Whilst many of our readers are incredibly stylish, when it comes to buying our clothes most of us are not regulars at Savile Row. So, acquiring a made to measure bespoke suit, from upwards of £3,500, isn’t in many of our budgets.

Instead – often due to the socioeconomic class we live in – we are left with the only options of having to buy environmentally-damaging fast fashion, use outlets that are huge corporate giants like Next, or going to secondhand sites like Vinted or local charity shops. And while these sites and options can be incredibly helpful and better for the environment, for women there’s still a much bigger issue to be addressed.

None of it really fits us.

So I like many other women who have experienced the fluctuations of different sizes over the years (yes it happens to all shapes and sizes) continue to struggle to find sizes that actually fit. And whether it be due to health, pregnancy, or menopause our bodies will continue to change as women. Yet for some reason this still, according to UK fashion retailers, isn’t on trend.

Where did you get that from…?

I was trying to work out if I was just a fashion misfit due to my own bafflement of going from a size 4 to then a size 10 in a matter of three years – with only a 5kg weight gain. So, I reached for the tape measure and tried to find firstly a UK national size guide, and secondly find what size I was.

But to my surprise there wasn’t one.

Instead, I discovered that there was no standard sizing for fashion in the UK, not only for woman but for men and children too.

It appears that each individual brand determines its own size chart. With woman’s clothing – specifically brands – using their own-fit models to target particular body types, completely lacking a standardised sizing system.

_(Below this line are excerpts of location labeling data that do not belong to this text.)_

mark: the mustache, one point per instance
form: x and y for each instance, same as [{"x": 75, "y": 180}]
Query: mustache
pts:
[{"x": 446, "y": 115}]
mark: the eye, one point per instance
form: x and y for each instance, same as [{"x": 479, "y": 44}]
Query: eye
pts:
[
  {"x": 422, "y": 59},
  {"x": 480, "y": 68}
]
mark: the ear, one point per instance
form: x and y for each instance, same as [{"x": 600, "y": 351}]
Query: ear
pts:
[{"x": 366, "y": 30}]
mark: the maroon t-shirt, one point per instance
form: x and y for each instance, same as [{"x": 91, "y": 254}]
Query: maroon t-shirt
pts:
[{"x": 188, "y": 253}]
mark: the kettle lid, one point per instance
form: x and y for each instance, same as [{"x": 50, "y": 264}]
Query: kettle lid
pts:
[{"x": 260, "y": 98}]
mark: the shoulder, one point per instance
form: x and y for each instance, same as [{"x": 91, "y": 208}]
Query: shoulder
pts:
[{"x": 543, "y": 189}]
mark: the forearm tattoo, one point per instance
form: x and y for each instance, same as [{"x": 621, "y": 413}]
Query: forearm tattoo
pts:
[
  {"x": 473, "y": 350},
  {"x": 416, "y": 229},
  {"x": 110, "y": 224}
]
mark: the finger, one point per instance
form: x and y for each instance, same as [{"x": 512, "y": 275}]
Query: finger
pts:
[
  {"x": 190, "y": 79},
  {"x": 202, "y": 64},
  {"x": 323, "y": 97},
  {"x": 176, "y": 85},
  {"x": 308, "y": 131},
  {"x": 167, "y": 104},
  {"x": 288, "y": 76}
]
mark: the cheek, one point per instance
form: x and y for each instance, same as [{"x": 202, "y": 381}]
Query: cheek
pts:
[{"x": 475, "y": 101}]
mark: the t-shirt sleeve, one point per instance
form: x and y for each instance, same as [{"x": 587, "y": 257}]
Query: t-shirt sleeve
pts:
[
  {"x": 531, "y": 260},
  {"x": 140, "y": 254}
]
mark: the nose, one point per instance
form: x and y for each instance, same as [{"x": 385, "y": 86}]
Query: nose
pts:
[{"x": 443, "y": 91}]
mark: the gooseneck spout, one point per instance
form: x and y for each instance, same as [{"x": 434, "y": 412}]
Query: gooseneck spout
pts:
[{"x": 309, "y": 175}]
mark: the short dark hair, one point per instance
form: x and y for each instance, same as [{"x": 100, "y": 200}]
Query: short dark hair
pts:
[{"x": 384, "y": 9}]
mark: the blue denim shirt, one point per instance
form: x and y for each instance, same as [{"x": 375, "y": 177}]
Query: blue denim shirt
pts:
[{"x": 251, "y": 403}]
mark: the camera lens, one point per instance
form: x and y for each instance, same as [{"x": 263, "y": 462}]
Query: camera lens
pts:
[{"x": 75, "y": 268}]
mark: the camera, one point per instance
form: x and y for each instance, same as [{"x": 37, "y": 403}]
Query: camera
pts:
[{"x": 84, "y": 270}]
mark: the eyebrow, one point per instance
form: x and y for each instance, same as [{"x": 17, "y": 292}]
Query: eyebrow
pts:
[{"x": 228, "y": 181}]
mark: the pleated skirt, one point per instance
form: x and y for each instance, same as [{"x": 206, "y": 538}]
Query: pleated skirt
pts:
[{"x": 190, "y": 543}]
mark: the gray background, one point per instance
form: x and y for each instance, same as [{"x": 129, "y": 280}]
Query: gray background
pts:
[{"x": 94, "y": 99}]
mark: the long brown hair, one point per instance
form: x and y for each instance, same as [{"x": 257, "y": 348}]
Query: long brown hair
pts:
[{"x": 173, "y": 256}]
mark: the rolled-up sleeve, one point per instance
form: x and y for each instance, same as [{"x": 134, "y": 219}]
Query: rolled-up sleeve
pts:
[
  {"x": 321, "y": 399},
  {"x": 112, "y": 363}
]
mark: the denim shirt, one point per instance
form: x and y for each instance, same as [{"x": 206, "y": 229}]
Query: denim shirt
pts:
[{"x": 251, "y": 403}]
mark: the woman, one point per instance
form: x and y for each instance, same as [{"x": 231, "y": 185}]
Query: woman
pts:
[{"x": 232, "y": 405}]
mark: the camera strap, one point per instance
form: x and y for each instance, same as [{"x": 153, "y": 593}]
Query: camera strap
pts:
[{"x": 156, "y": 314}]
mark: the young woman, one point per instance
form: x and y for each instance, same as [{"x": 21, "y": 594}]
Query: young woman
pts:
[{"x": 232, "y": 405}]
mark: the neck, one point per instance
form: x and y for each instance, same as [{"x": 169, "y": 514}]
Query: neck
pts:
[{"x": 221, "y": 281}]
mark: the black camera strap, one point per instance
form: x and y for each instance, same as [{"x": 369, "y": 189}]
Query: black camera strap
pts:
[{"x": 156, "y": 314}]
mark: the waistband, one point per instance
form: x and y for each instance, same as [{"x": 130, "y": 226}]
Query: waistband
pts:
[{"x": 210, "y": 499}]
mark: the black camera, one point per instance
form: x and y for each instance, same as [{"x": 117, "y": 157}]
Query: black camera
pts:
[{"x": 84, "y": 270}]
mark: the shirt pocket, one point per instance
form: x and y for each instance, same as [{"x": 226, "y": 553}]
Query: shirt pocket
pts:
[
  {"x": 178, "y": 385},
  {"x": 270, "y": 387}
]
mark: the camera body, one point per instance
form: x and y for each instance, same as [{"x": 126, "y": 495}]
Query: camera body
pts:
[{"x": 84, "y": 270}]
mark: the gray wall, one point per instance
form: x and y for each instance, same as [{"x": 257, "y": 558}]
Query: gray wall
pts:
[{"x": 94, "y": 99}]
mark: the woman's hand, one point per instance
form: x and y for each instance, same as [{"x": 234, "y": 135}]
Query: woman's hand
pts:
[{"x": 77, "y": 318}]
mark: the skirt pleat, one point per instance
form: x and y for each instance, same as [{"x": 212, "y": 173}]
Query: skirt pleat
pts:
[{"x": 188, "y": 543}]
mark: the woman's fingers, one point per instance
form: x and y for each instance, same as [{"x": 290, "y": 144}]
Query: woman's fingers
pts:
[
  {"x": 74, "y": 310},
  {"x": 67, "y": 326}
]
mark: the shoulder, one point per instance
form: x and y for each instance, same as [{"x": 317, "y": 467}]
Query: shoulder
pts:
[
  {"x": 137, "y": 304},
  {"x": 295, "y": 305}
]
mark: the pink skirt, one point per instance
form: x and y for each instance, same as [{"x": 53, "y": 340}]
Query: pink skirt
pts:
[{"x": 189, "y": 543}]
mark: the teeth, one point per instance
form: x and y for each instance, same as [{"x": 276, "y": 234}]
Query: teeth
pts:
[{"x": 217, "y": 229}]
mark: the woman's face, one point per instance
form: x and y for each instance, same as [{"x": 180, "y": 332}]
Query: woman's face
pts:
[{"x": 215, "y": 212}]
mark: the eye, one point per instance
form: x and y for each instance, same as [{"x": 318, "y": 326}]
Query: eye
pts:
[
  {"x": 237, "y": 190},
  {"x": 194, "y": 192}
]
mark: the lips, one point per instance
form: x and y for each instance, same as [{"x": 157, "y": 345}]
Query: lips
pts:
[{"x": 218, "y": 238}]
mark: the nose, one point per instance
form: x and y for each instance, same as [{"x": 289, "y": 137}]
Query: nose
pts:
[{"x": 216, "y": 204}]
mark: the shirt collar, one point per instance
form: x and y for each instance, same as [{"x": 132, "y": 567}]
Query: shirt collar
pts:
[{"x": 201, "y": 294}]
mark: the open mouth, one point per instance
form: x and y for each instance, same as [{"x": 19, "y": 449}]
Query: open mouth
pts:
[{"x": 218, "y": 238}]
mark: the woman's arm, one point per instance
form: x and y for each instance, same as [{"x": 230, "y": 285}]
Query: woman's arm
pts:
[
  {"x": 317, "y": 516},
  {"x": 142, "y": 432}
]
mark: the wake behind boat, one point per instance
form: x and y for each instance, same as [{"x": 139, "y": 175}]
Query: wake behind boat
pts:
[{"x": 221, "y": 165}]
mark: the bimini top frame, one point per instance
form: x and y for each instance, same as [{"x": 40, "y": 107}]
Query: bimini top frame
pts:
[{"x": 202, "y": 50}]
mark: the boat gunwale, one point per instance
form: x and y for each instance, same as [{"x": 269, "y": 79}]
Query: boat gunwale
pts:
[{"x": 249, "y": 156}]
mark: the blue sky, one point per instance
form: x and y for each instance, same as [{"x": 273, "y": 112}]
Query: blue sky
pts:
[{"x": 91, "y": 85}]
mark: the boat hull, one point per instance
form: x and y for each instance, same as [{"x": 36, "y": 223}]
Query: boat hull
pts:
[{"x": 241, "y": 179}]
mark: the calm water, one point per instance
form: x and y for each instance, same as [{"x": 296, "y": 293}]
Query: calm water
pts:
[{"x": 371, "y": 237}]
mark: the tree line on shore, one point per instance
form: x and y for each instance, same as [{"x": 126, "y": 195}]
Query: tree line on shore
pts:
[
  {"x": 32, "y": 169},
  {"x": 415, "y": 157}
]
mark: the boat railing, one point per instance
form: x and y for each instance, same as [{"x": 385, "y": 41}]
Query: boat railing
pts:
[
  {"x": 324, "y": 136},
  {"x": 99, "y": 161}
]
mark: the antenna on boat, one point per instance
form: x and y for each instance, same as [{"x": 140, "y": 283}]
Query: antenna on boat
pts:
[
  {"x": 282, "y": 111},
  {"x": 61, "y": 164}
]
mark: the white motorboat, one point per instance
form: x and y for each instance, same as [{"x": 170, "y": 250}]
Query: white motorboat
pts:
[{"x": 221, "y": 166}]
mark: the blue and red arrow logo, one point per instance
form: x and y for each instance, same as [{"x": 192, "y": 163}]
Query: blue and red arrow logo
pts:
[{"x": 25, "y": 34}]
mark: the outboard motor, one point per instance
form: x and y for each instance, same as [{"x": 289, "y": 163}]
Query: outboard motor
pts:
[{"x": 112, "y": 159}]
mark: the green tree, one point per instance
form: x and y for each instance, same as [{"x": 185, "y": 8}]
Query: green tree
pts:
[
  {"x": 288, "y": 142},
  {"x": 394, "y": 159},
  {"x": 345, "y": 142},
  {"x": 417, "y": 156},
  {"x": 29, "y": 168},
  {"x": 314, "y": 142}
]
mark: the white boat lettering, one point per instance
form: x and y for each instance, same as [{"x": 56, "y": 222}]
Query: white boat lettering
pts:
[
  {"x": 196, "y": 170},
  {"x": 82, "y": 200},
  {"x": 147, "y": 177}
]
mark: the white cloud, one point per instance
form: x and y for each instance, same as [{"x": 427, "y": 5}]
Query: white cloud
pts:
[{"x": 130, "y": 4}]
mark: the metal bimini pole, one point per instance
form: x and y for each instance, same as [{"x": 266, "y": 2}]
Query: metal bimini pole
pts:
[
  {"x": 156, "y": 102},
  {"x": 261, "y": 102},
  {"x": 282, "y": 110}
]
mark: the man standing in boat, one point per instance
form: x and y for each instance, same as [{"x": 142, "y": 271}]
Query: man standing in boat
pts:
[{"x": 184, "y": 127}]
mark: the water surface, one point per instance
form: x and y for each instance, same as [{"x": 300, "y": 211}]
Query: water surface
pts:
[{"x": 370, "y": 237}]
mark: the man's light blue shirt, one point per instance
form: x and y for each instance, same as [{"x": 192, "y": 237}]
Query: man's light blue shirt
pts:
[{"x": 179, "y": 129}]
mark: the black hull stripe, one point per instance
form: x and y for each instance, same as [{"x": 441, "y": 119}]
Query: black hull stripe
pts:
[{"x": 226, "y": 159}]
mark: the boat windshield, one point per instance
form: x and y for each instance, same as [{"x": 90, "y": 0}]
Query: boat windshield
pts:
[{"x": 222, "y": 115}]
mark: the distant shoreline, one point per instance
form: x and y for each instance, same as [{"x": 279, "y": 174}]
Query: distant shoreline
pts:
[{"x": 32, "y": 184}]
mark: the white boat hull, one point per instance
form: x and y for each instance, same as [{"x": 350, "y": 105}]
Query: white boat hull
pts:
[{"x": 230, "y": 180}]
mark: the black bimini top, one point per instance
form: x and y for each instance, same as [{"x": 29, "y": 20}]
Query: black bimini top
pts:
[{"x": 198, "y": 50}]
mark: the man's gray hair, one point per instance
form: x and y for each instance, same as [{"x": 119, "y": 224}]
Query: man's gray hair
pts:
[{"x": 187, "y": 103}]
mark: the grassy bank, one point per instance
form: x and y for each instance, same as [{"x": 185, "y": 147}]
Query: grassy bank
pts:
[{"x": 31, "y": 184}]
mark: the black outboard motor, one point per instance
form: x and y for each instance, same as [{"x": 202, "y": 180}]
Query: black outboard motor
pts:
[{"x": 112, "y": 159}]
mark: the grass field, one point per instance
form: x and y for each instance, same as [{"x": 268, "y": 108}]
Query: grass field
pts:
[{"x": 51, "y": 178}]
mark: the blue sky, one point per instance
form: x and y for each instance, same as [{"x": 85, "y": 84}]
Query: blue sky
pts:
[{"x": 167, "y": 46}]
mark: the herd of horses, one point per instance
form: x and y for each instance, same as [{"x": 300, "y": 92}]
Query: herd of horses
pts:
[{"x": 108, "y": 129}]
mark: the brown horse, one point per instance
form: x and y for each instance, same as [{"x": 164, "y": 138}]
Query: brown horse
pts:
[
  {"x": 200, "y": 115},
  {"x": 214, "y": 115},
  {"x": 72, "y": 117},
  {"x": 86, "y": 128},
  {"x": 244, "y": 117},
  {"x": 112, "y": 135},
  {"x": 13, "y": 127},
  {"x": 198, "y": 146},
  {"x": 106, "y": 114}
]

So, I finally had my answer: this was why I and so many others are different sizes in different shops. For example, I’m an 8 in Boohoo, a 10 in Primark, but a 6 in some Next clothing.

I wasn’t a fashion misfit, fashion misfitted me and every other man, woman, non-binary person, and child who didn’t fit the “norm” they were trying to create – regardless of body shape variations and proportions.

With the fashion industry making around £85.85 billion in 2024, surely the issue of standardised sizing needs to become a new trend, right? But of course there is a much bigger issue here, too.

Where does all this fast fashion end up?

That’s so not on trend…?

As the Independent reported, a survey in 2023 stated that incorrect sizing was the reason for 93% of online clothes returns – with overall, nearly half of all clothes bought on the internet sent back. This is obviously having a huge effect on the environment.

This is having a global effect. The excess waste from the global north is ending up in the Global South. For example, this is at a rate of 25 tons on a weekly basis in Jamestown beach, Accra in Ghana. That’s just one beach:

 

View this post on Instagram

 

A post shared by Authentic African | Pan-African News, History, & Activism (@authentic_african)

Along with the damage of the carbon footprint from this fast fashion as well as worker exploitation, modern slavery, and every other corporate crime you can think of, incorrect sizing is also causing damage to the buyers self esteem.

With many retailers not offering sizes suitable for a wide range of body types and other fashion retailers choosing to adopt “vanity sizing” (marking up or down their sizes), they leave their customers believing a false sense of size or ideal.

This is done purely to fit a Western, capitalist beauty ideal that quite frankly doesn’t fit any of us properly. Well, not in the real world anyway.

Fast fashion is harming us all

So along with increased returns, a damaged environment, harmed self esteem, and the knowledge that this is based on historical factors of early sizing that favoured a specific body type in Western ideals, what can we do?

Well, apart from making our own clothes, very little. Until retailers get together and start using customer data to finally offer a range of standardised women’s, men’s and children’s clothes sizes that better suit different body types, we are unfortunately left complicit in the mess that is our fast fashion world.